See my other page, SQL Server Links & Tools, which includes a big list of amazing contributors within the data platform community.
Microsoft SQL Server Documentation
Microsoft’s official documentation, AKA the user manual:
I think I spotted a troll on this pages comments. Win2000 on a year 2018 comment? (╯°□°）╯︵ ┻━┻
And lastly, here’s a link to Microsoft’s own blogging space.
Microsoft Customer Support Services
You will have to pay for support on a case-by-case basis, unless the problem is due to a bug in the product. Support cases are prioritised like in any IT environment, so if a production server is down the case will likely be marked as Priority 1 by the agent.
You may be asked to send SQLDIAG or PSSDIAG data. These are tools used to collect and analyse data to identify performance root causes. I had no idea what this was until I saw it mentioned in this book by Jonathan Kehayias and Ted Krueger.

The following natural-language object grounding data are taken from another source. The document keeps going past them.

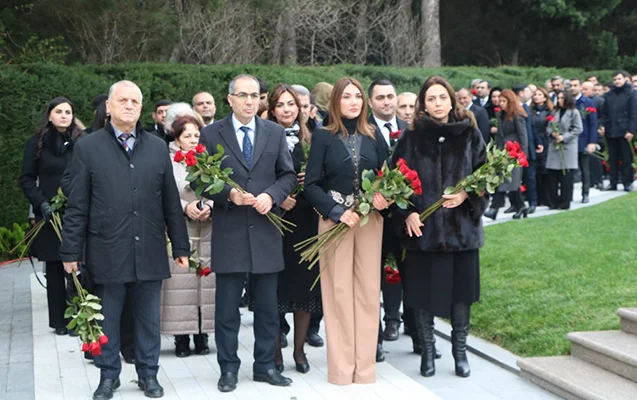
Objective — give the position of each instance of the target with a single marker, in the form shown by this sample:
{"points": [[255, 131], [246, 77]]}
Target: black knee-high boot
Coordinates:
{"points": [[425, 326], [460, 315]]}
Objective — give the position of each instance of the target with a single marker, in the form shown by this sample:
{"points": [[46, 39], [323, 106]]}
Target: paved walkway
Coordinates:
{"points": [[30, 352]]}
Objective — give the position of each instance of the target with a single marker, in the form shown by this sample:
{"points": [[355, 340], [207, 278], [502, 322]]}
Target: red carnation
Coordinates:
{"points": [[179, 156]]}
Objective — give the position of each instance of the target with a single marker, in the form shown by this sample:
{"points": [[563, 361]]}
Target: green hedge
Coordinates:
{"points": [[25, 90]]}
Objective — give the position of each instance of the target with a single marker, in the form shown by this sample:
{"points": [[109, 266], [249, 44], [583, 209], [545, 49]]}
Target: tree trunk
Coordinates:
{"points": [[430, 29]]}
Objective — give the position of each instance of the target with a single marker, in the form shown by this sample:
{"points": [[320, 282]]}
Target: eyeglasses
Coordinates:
{"points": [[244, 96]]}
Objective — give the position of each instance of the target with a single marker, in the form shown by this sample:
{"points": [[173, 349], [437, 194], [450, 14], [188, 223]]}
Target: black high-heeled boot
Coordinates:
{"points": [[201, 344], [460, 315], [425, 326], [182, 345]]}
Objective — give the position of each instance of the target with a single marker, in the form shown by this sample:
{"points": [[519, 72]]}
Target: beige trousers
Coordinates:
{"points": [[350, 287]]}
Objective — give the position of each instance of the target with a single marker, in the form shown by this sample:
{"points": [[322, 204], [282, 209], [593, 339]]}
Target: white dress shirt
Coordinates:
{"points": [[240, 134], [383, 128]]}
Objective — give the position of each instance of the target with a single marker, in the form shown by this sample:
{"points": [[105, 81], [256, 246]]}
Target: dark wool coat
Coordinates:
{"points": [[120, 207], [443, 154], [244, 240], [40, 180]]}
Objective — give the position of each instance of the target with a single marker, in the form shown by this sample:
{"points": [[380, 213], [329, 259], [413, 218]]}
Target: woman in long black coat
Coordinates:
{"points": [[294, 294], [442, 261], [46, 155]]}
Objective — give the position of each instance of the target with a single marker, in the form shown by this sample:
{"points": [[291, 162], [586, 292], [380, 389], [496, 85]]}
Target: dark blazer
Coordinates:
{"points": [[330, 167], [246, 241], [589, 123], [40, 180], [533, 138], [482, 118], [120, 207], [620, 111], [443, 154]]}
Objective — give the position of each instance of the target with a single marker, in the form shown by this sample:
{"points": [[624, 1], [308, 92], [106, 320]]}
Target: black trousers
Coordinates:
{"points": [[56, 293], [145, 300], [558, 181], [585, 168], [228, 320], [514, 197], [619, 151]]}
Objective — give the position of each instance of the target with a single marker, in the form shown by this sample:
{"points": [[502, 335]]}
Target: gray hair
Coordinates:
{"points": [[125, 83], [300, 90], [236, 78], [176, 110]]}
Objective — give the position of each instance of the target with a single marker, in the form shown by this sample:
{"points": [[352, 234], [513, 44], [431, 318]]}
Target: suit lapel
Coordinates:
{"points": [[229, 136], [261, 137]]}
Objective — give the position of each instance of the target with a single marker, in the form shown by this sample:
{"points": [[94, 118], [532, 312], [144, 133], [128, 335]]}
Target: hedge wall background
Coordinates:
{"points": [[26, 89]]}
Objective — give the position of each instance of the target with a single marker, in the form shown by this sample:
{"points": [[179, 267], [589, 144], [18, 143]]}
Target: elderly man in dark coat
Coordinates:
{"points": [[122, 198], [244, 240]]}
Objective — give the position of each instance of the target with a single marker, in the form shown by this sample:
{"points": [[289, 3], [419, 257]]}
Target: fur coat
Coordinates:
{"points": [[443, 154]]}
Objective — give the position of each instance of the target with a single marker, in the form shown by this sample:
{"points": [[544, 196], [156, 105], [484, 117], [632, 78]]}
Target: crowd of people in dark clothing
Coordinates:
{"points": [[126, 194]]}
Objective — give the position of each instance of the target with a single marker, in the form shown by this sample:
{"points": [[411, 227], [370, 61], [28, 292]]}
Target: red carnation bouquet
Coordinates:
{"points": [[206, 171], [84, 309], [396, 185], [392, 276], [498, 168], [555, 127]]}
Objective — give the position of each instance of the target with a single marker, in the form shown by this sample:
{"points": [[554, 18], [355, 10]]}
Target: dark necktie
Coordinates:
{"points": [[247, 146], [123, 138]]}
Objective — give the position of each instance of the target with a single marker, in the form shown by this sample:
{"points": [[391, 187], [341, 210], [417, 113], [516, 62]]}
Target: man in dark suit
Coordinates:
{"points": [[258, 154], [122, 198], [482, 118], [588, 137], [159, 117], [383, 103], [535, 146]]}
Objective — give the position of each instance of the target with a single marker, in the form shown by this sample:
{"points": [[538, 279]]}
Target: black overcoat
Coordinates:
{"points": [[244, 240], [120, 207], [443, 154]]}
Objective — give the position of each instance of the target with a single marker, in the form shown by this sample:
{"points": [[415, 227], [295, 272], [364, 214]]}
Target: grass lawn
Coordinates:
{"points": [[544, 277]]}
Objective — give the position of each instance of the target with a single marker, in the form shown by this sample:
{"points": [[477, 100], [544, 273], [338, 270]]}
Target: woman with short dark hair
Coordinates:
{"points": [[46, 155], [441, 269], [188, 300]]}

Troubleshooting SQL Server, A Guide for the Accidental DBA
This is a free book given out on Red-Gate’s website. It’s crazy how decent the SQL Server community is. There’s also an Amazon link if you prefer a hard copy. It doesn’t dive into SQLDIAG/PSSDIAG’s but if you’re reading this and want proper information, have a look!
Hire a Consultant
Perhaps you need someone in to fill a technical gap for an on-going project, or just need a server optimised so you can sleep at night. Usually this is a decision based on budgets and a big consideration is who are you going to hire?